In succeeding millennia, various branches continued to diverge within each language group, and within Otomanguean the most important branches were the Otomí-Pame, Chocho-Popoloca-Mazateco, Mixe-Zoque and Mixtec-Zapotec. A key linguistic fission seems to have occurred around 5,700 ago, when Mixtec and Zapotec began to diverge. These glotochronological estimates are corroborated by the available archaeological data for each of these peoples. For example, glotochronological analyses indicate, and archaeology corroborates, a great atomization of Zapotec culture following the initiation of the long period of decay of the great capital at Monte Albán.
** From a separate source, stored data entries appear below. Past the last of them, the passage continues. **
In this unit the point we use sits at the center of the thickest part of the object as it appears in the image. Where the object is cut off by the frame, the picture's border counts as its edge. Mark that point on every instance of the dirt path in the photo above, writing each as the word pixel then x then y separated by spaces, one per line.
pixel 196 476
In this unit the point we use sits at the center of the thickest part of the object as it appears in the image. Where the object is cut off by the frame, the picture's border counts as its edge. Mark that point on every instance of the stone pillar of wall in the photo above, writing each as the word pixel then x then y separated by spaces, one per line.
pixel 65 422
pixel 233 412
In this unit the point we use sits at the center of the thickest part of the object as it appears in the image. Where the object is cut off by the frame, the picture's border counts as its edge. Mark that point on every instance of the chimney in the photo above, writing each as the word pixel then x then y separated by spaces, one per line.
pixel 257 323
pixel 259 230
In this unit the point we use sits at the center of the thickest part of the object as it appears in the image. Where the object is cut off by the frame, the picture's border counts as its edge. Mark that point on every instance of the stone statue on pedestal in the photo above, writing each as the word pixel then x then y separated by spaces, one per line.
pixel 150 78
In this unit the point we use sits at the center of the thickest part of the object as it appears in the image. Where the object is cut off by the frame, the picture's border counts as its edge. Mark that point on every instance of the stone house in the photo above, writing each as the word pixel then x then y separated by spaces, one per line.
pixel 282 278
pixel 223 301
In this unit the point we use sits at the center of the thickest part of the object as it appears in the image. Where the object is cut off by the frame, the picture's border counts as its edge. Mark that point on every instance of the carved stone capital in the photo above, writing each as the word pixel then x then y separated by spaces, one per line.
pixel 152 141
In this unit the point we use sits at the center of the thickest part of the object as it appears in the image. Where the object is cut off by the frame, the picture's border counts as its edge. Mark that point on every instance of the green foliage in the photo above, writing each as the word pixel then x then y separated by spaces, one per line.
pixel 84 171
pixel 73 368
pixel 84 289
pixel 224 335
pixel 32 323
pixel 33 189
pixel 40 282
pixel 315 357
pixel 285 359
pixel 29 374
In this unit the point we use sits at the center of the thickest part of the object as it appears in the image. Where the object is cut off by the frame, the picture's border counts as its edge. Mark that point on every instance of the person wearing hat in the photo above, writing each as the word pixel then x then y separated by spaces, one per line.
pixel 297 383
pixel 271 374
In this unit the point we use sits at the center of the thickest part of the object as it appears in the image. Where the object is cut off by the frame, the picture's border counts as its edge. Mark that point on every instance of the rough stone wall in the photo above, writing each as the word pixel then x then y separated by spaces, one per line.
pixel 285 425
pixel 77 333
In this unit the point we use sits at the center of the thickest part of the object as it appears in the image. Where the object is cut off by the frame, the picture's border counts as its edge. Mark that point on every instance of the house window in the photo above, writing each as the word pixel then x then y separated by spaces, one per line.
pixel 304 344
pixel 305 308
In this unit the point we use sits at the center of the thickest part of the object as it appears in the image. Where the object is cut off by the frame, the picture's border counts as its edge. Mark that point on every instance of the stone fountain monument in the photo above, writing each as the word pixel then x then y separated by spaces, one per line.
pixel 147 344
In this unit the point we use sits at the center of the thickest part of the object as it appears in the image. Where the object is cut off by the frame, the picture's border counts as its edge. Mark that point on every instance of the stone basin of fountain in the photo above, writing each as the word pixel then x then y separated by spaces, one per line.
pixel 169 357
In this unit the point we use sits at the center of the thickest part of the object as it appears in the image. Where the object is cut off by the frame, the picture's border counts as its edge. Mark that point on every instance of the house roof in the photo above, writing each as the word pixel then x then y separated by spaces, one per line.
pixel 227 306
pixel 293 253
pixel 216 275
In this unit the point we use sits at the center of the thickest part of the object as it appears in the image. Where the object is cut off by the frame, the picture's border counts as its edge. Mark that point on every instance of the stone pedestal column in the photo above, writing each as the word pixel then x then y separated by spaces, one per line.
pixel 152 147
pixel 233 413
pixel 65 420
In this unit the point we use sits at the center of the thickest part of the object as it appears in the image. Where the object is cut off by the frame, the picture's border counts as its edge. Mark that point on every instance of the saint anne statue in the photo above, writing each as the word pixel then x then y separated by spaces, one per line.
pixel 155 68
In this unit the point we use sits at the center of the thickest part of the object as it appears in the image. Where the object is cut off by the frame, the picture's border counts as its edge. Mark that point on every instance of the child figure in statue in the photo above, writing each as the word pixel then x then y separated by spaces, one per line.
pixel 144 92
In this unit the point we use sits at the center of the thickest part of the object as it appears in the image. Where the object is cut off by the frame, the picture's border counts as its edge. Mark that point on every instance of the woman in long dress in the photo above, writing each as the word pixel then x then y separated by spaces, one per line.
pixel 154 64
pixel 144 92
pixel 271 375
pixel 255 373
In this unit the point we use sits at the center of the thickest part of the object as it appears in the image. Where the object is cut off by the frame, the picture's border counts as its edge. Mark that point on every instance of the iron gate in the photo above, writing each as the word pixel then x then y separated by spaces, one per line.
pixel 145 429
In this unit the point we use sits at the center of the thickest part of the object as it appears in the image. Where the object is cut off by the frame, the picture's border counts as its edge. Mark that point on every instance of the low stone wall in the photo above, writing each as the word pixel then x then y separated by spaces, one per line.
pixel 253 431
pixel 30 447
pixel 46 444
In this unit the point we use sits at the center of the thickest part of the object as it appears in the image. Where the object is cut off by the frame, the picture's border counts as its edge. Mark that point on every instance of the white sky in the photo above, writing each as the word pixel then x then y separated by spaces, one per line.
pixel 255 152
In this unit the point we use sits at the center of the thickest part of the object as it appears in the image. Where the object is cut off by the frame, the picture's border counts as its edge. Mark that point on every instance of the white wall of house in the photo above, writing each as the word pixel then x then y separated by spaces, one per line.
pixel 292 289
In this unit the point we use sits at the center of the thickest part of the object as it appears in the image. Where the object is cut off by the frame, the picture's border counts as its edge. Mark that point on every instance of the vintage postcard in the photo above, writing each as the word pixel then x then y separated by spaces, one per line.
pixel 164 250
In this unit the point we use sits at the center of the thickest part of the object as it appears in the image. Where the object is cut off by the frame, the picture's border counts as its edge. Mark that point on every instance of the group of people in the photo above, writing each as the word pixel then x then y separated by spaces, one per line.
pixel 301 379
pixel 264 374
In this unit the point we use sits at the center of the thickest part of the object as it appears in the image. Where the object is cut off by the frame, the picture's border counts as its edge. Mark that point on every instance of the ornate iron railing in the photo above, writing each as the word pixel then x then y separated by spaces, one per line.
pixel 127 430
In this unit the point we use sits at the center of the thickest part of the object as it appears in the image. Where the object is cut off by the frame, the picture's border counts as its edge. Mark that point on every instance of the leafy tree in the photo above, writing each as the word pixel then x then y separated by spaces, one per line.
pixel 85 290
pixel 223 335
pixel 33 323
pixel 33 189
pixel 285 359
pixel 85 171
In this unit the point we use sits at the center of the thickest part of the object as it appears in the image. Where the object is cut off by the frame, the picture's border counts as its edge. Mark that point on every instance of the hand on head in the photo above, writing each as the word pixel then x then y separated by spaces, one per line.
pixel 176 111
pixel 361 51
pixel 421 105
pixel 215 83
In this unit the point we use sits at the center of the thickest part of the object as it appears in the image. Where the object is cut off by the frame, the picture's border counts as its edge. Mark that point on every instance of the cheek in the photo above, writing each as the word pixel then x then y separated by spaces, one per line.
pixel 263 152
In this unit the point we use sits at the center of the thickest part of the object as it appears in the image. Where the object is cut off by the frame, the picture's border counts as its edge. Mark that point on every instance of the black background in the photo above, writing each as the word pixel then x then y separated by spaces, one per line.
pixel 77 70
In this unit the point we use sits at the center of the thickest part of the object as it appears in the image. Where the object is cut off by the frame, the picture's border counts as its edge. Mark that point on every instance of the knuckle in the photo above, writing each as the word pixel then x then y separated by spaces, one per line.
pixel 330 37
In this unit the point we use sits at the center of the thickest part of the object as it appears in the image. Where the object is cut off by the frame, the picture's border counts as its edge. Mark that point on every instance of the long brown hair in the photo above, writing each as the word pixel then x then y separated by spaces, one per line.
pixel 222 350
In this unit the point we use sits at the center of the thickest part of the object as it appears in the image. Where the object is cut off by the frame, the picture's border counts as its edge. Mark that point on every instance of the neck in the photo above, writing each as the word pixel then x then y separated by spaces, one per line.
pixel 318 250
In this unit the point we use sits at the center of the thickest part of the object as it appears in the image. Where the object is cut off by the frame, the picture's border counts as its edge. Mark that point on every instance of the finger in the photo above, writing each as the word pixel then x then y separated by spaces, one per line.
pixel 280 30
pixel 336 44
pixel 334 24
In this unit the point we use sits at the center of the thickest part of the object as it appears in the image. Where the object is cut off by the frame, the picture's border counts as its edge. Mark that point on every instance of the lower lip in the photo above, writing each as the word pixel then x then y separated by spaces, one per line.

Simultaneously with this event, which began in the eighth century of the common era, a number of dialectical variants of Zapotec appeared in the mountain regions surrounding the central valley of Oaxaca.
While it is clear that today’s Zapotecan languages share commonalities with one another and with an ancestral language; as Spanish, Portuguese, Italian, French, Roman and Romanian with Latin, the Zapotec languages are largely unintelligible to native speakers of the other tongues. However, in Zapotec languages, as in Romance languages, one of the most highly preserved areas of commonality is the numbering system. Although an Isthmus and a Mountain Zapotec could hardly converse with one another in their own dialects, since their languages diverged from Valley Zapotec 8 centuries ago and have not interacted significantly since, they would each recognize one another’s numbers.